Yole Développement has released a comprehensive analysis of the trends, market and opportunities of development for next-gen data centres, including new architectures and technologies, titled New Technologies & Architectures for Efficient Data Centers.

Yole’s team presents market forecasts between 2010 and 2020 with regional splits. Yole’s analysts also identify the key players and their market share for servers, UPSes and cooling systems. This report also provides an overview of each technology’s technical evolution including silicon photonics, NVM, wide band gap materials and more.

“At Yole, we clearly identify a trend to develop larger data centres with an increased server concentration,” confirms Mattin Grao Txapartegi, Technology & Market Analyst, Yole. This trend has a direct impact on the blade server market: indeed, the blade server market for data centres will display a CAGR of +10.8% from 2015 to 2020, while the entire server market will increase by 2.3%. Global server market share for data centres will increase from slightly lower than 20% in 2014 to almost 35% by 2020.

“Our regional split shows that North America, particularly the US, has the biggest share of the server market, at 34% or $3.5bn,” adds Txapartegi. “Europe, however, leads the UPS equipment and cooling systems markets for data centres. In fact, Europe’s large UPS (up to 100kW) market was estimated at $931m in 2014.”

Container data centre market

Container data centre market

Traditionally rigid AC architectures are evolving towards flexible and modular solutions. Is a DC grid a solution for data centres? Established data centres are not able to enlarge their IT equipment, since the power architecture and the centralised cooling system were designed for rated power. Such designs cannot be modified and, more importantly, they present many inefficiencies when servers work in 'low load' mode. Modularity brings a fresh approach to data centre design, enabling the incorporation of additional servers when needed. The power and cooling systems are better optimised, since equipment modules and distribution sub-networks can be activated/deactivated for improved efficiency. Moreover, virtualisation and server resource management systems eliminate unnecessary power waste.

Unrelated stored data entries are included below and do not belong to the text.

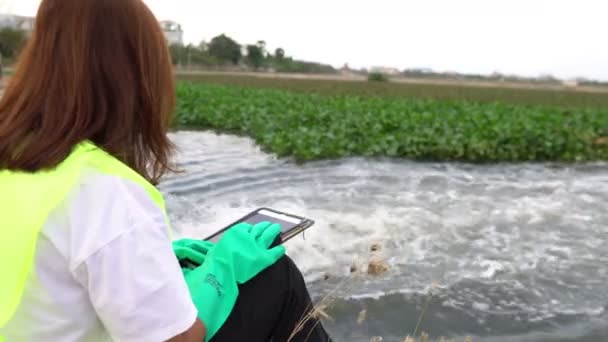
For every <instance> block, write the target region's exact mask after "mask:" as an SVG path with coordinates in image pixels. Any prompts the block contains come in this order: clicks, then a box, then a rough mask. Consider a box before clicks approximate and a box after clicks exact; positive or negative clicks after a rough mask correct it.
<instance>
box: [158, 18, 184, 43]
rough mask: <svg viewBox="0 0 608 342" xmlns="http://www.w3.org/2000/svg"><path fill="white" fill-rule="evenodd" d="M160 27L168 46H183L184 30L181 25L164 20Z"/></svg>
mask: <svg viewBox="0 0 608 342" xmlns="http://www.w3.org/2000/svg"><path fill="white" fill-rule="evenodd" d="M160 26H161V27H162V29H163V32H164V33H165V38H166V39H167V42H168V43H169V45H173V44H178V45H184V30H183V29H182V25H180V24H178V23H176V22H174V21H171V20H164V21H161V22H160Z"/></svg>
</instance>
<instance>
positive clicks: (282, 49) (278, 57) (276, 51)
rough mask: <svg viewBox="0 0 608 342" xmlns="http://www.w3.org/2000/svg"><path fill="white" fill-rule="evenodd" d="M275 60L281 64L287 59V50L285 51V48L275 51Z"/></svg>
mask: <svg viewBox="0 0 608 342" xmlns="http://www.w3.org/2000/svg"><path fill="white" fill-rule="evenodd" d="M274 58H276V60H277V61H279V62H280V61H282V60H283V59H284V58H285V50H283V48H277V49H276V50H274Z"/></svg>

Yole has also identified a smaller, high-potential parallel market consisting of 'container data centres'. These containers are rugged, portable, energy-efficient plug & play solutions that have enjoyed rising sales over the last few years. HP leads this new market, which will enjoy a +23.2% CAGR from 2015 to 2020, with Huawei following closely behind.

“Other solutions exist to minimise distribution chain power loss, such as DC grid data centres. Thanks to a simplified architecture and fewer conversion steps, losses can be reduced by 20%. Players like ABB, NTT and Huawei have several DC grid data centre demonstrators that use a 380VDC distribution voltage. The main barrier for this new architecture is the lack of appropriate DC components, especially 400VDC safety breakers.”

Yole’s report contains a detailed analysis of who is doing what and how DC architecture helps reduce energy consumption.